Leandro Santana (Foto: Divulgação)
_Leandro Santana (Foto: Divulgação/Polícia Civil) 

NA PRAÇA

A justiça soltou o motorista de aplicativo Leandro Mesquita de Santana, que atuava em Teresina e foi preso após investigação do 1º Distrito Policial sob a suspeita de estelionato. Muitos dos alvos seriam mulheres, segundo as autoridades. 

Santana teve a prisão preventiva revogada última semana e sua liberdade provisória foi condicionada à aplicação de medidas cautelares diversas da prisão. 

Após a prisão do jovem e divulgação pela polícia de informações dos casos, da sua foto e do suposto modus operandi, outras vítimas procuram a polícia. 

Um dos resultados é um novo inquérito já encaminhado à Justiça pelo 9º Distrito Policial de Teresina.

A Polícia Civil no Piauí também trabalha em outros novos casos. 

Antes de ser preso Leandro Mesquita Santana chegou a falar com jornalista do Blog Bastidores, do 180graus.com, e disse que alguém estava usando seu nome para aplicar golpes na praça. 

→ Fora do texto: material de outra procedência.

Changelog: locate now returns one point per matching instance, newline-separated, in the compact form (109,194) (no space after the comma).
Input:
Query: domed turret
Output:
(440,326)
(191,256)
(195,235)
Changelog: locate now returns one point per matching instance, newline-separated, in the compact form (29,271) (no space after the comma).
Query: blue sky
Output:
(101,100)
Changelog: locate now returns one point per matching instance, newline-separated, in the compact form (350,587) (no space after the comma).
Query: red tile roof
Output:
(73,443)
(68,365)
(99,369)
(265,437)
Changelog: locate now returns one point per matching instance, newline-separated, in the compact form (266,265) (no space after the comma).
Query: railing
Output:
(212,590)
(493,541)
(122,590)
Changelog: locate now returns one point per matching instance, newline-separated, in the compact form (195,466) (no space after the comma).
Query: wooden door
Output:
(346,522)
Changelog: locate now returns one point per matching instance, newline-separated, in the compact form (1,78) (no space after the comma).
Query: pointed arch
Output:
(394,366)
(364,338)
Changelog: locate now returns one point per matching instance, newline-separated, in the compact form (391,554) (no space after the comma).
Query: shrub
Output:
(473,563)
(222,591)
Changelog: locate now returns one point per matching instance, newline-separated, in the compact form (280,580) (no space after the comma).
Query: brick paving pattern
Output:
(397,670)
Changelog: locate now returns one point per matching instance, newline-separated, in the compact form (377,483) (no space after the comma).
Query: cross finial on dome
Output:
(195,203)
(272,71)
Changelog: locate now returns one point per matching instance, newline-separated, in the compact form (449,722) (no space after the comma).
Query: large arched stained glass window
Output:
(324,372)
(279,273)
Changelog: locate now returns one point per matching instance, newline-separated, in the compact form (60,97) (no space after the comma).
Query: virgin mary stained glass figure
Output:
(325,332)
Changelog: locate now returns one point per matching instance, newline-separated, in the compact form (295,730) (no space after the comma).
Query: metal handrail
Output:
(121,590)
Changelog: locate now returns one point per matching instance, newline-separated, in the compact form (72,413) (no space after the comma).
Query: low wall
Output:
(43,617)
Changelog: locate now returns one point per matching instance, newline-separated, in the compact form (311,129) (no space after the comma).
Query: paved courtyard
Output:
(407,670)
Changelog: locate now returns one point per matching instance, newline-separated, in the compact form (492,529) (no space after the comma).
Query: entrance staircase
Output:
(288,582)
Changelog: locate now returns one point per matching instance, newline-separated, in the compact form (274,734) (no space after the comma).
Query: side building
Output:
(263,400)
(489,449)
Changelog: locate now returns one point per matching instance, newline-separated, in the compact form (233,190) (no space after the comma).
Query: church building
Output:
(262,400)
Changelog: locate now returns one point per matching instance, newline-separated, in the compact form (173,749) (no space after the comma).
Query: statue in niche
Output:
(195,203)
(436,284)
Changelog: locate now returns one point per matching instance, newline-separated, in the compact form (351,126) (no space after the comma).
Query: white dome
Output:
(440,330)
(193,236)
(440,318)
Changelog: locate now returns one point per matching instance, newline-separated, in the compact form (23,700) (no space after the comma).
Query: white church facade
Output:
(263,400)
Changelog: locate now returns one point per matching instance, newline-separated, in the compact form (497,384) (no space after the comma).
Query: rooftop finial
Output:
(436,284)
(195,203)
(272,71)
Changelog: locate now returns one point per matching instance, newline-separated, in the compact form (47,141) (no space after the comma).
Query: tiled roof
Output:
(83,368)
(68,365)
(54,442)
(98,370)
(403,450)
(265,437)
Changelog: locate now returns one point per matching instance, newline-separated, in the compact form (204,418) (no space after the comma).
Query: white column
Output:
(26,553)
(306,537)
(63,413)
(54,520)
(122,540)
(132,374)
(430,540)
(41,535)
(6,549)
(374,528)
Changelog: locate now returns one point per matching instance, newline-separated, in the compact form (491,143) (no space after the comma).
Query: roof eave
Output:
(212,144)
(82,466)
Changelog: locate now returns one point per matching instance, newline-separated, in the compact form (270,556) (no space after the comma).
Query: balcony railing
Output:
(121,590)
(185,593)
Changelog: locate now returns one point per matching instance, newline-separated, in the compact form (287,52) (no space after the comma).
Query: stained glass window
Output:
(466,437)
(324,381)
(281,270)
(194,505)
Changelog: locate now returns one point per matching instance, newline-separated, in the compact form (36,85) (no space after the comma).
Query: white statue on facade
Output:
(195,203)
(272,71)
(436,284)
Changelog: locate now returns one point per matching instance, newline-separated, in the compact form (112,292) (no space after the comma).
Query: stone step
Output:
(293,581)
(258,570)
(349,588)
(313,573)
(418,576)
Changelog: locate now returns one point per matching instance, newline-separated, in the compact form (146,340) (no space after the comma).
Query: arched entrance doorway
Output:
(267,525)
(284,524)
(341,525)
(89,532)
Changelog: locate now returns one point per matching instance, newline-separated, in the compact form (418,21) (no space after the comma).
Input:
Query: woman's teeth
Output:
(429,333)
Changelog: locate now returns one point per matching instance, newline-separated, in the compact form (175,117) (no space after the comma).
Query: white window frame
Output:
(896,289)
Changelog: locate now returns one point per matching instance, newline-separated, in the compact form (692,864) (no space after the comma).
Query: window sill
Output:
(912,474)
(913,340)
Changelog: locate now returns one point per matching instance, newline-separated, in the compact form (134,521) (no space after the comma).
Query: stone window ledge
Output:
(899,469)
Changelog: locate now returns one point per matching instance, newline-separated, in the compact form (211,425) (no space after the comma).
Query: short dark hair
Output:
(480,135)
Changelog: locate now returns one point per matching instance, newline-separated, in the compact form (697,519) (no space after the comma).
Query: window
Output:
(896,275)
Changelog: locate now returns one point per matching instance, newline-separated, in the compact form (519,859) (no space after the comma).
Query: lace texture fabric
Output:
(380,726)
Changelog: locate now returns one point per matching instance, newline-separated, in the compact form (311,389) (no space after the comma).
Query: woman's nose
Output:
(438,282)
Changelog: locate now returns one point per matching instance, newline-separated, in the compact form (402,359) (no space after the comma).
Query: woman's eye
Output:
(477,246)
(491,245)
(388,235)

A polícia não acredita nessa versão e sustenta que é ele próprio quem aplicaria os golpes, vez que foi reconhecido por vítimas. 

Quando do término das corridas via aplicativo, as vítimas, mulheres, relatam que Leandro, que tinha uma conversa crível e era hábil com as palavras, dizia que o pagamento não estava creditando, daí então apresentava máquinas para que as passageiras passassem cartões de débito. 

Em meio à pressa das vítimas, ou por algum outro motivo, elas não olhavam o que estavam pagando, mas digitavam a senha. 

Há vítima que perdeu R$ 2.000,00 e relatos de valores maiores ainda.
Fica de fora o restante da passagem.